We’re talking about a kid that could grow up to be the next powerful dark force in a world. Who the HECK would go, ‘Yeah, cool, I’ll just antagonise them and torture them while they’re young. GREAT IDEA.’
At some point, the Rowles tortured Delphi. (I can’t remember if this was explicitly stated in the script but that’s the general impression I got so I’m running with it.) And my assumption is that it broke her mind. Not to the same extent as the Longbottoms, but at least enough to have her believing that she was the child of Bellatrix Lestrange and Voldemort.
Maybe someone called Voldemort the Father of Darkness once. Maybe Delphi said to herself, ‘Yo, I am Darkness’ and just went with it. Who knows? With her reality fractured in such a way, any passing comment could have given her the license to create this fantasy.

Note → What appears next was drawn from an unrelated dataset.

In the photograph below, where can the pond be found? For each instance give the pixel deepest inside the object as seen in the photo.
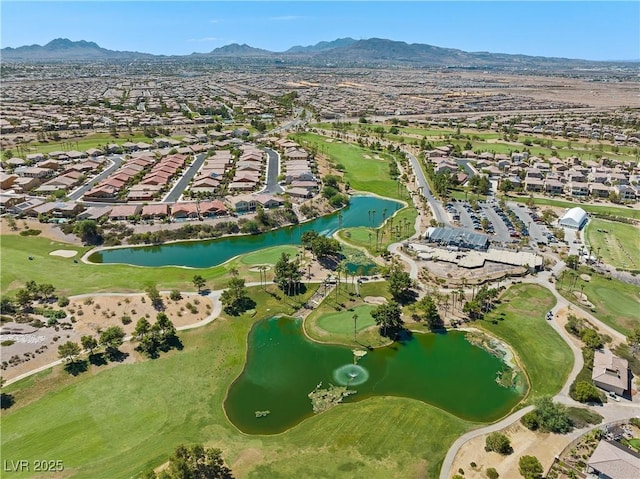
(283, 367)
(204, 254)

By the way, has anyone checked in on the Rowles? I’m going to go right ahead and assume that Delphi killed them for being such jerks. Not important.
As for the prophecy? Well, in my headcanon it never existed. It was actually just something Delphi made up and became obsessed with.
Throughout the original books, Dumbledore reiterates how much people can influence prophecies. If Delphi believed the prophecy to be real and accurate, she could carry it out as she imagined.
And that, my friend, is how I deal with this story. By
rewriting everything in my head working with the grey areas to find something that I can actually believe.
TL;DR: Delphi is not the child of Bellatrix and Voldemort; she’s actually just been driven insane by the Cruciatus Curse and she made the whole prophecy up.